The takeLast operator returns an Observable that emits the last count values emitted by the source Observable.

It takes one argument which is the count, which the maximum number of values to emit from the end of the sequence of values.

For instance, we can use it as follows:

import { of } from "rxjs";  
import { takeLast } from "rxjs/operators";

const numbers = of(1, 2, 3, 4, 5, 6).pipe(takeLast(2));  
numbers.subscribe(x => console.log(x));

We should get 5 and 6 since we passed in 2 to the takeLast operator, which means we only want the last 2 values from the of(1, 2, 3, 4, 5, 6) Observable emitted.

takeUntil

The takeUntil operator returns an Observable that emits value from the source Observable until the notifier Observable emits a value.

It takes one argument, which is the notifier whose emitted value will cause the return Observable to stop emitting values from the source Observable.

For example, we can use it as follows:

import { interval, timer } from "rxjs";  
import { takeUntil } from "rxjs/operators";

const source = interval(1000);  
const result = source.pipe(takeUntil(timer(5000)));  
result.subscribe(x => console.log(x));

The code above will emit the values from the source Observable until timer(5000) emits its first value.

So we should get something like:

0  
1  
2  
3

takeWhile

The takeWhile operator returns an Observable that emits the values emitted by the source Observable as long as the condition in the predicate function is satisfied and completes as soon as the condition is not satisfied.

It takes of argument, which is the predicate function that returns the condition to check each value from the source Observable with.

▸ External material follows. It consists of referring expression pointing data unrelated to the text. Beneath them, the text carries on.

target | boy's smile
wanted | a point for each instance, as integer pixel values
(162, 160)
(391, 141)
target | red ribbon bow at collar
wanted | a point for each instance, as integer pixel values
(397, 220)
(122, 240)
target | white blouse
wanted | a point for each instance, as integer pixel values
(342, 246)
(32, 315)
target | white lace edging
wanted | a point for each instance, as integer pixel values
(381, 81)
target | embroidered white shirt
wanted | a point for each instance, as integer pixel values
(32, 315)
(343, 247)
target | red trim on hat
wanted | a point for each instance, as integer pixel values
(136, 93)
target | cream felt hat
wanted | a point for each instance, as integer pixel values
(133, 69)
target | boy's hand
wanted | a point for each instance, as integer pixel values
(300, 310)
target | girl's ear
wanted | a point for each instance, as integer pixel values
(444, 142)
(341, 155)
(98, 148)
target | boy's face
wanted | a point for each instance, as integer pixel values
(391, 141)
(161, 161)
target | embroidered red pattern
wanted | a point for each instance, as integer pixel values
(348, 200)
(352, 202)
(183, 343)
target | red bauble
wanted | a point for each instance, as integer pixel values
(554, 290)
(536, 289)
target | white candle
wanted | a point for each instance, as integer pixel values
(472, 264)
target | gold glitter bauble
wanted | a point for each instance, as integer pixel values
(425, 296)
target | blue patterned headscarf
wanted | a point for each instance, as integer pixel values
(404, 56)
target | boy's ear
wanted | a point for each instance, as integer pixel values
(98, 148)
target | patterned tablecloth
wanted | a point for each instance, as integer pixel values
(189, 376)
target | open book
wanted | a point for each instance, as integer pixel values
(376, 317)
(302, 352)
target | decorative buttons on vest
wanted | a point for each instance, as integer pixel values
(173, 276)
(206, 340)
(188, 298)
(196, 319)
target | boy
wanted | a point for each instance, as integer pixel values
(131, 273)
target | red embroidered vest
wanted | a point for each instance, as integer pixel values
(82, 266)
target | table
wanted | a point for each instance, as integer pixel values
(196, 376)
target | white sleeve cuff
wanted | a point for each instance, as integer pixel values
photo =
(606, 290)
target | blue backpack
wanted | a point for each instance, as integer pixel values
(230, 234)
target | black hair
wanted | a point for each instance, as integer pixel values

The function takes the item from the source Observable as the first parameter and the index, starting from 0, of the value emitted as the second parameter.

For example, we can use it as follows:

import { interval } from "rxjs";  
import { takeWhile } from "rxjs/operators";

const source = interval(1000);  
const result = source.pipe(takeWhile(x => x <= 10));  
result.subscribe(x => console.log(x));

Then we should get:

0  
1  
2  
3  
4  
5  
6  
7  
8  
9  
10

since we specified in the predicate function that x => x <= 10, which means that any value less than or equal to 10 from the source Observable will be emitted.

The skipUntil operator returns an Observable that skips items emitted by the source Observable until a second Observable emits an item.

skipWhile operator returns an Observable that skips all items emitted by the source Observable until the condition passed into the predicate function becomes false

The take operator returns an Observable that emits the first number of values emitted by the source Observable.

The takeLast operator returns an Observable that emits the last number of values emitted by the source Observable.

takeUntil operator returns an Observable that emits value from the source Observable until the Observable passed into this operator emits a value.

Finally, the takeWhile operator returns an Observable that emits the values emitted by the source Observable as long as the condition passed into this is satisfied.